Webs of type P (Q6650484)

The authors introduce certain diagrammatic supercategories via generators and relations. These supercategories provide a combinatorial model of certain monoidal supercategories of representations for the type P Lie superalgebra \(\mathfrak{p}(n)\). The prefix ``super'' means there is a \(\mathbb{Z}_2\)-grading and definitions include signs according to the grading. For example, a supercategory is a category enriched in the category of \(\mathbb{Z}_2\)-graded vector spaces, while a monoidal supercategory is additionally equipped with a monoidal structure satisfying a graded analogue of the interchange law. The type P Lie superalgebra is one of the so-called strange families which appears in Kac's classification of the simple complex Lie superalgebras.

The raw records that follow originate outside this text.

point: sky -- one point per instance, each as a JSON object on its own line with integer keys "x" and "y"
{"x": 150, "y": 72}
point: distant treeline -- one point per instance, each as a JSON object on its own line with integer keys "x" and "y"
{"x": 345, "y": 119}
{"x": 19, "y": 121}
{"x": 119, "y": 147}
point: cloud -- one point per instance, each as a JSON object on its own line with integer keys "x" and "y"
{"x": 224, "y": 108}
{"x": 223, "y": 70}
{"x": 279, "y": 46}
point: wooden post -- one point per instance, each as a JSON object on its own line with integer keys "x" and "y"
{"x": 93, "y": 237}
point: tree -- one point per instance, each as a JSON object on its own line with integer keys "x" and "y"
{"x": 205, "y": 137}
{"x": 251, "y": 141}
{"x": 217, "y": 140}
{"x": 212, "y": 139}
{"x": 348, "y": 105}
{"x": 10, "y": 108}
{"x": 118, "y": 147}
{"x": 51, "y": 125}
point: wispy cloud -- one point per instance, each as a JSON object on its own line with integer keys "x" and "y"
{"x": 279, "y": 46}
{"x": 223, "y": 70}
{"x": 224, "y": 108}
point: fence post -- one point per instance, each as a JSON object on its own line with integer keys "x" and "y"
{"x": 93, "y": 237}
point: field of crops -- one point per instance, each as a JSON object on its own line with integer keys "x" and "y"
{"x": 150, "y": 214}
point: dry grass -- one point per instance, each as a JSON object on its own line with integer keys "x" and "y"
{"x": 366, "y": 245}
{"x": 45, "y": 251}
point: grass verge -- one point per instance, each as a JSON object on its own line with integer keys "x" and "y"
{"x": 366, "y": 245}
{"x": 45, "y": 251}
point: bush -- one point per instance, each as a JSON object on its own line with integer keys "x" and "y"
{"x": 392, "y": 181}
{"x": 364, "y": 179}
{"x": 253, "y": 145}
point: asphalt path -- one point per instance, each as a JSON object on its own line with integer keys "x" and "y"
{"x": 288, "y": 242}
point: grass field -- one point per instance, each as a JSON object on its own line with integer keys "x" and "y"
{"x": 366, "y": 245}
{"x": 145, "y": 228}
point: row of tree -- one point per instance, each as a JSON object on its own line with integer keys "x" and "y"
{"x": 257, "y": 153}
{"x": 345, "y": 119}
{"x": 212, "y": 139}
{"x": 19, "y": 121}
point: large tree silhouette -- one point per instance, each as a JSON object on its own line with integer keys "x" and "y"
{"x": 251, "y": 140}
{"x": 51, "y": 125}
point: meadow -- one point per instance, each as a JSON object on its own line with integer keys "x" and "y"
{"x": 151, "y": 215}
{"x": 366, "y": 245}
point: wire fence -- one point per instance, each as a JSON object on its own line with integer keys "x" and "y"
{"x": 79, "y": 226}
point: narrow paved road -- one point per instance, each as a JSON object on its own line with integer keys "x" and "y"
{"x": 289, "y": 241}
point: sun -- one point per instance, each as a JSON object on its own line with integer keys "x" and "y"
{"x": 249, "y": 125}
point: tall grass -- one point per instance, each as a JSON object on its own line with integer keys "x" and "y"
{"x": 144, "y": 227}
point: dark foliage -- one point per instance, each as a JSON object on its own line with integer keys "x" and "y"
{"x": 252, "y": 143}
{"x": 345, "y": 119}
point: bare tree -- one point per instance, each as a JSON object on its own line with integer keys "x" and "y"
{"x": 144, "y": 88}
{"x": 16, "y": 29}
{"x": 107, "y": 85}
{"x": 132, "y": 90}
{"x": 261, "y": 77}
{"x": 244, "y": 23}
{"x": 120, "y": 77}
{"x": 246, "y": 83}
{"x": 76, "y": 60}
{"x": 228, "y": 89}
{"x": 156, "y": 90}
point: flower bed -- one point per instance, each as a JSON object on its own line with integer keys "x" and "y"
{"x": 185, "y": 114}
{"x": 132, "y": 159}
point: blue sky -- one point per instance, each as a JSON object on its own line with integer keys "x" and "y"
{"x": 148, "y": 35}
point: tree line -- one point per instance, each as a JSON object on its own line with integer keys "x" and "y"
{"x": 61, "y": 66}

It has no direct analogue in the classical world. One reason for this is that many classical techniques used to study Lie algebras cannot be directly adapted to the study of \(\mathfrak{p}(n)\).\N\NThe authors introduce type P web supercategories. They are defined as diagrammatic monoidal \(k\)-linear supercategories via generators and relations. They study the structure of these categories and provide diagrammatic bases for their morphism spaces. They also prove that these supercategories provide combinatorial models for the monoidal supercategory generated by the symmetric powers of the natural module and their duals for the Lie superalgebra of type P.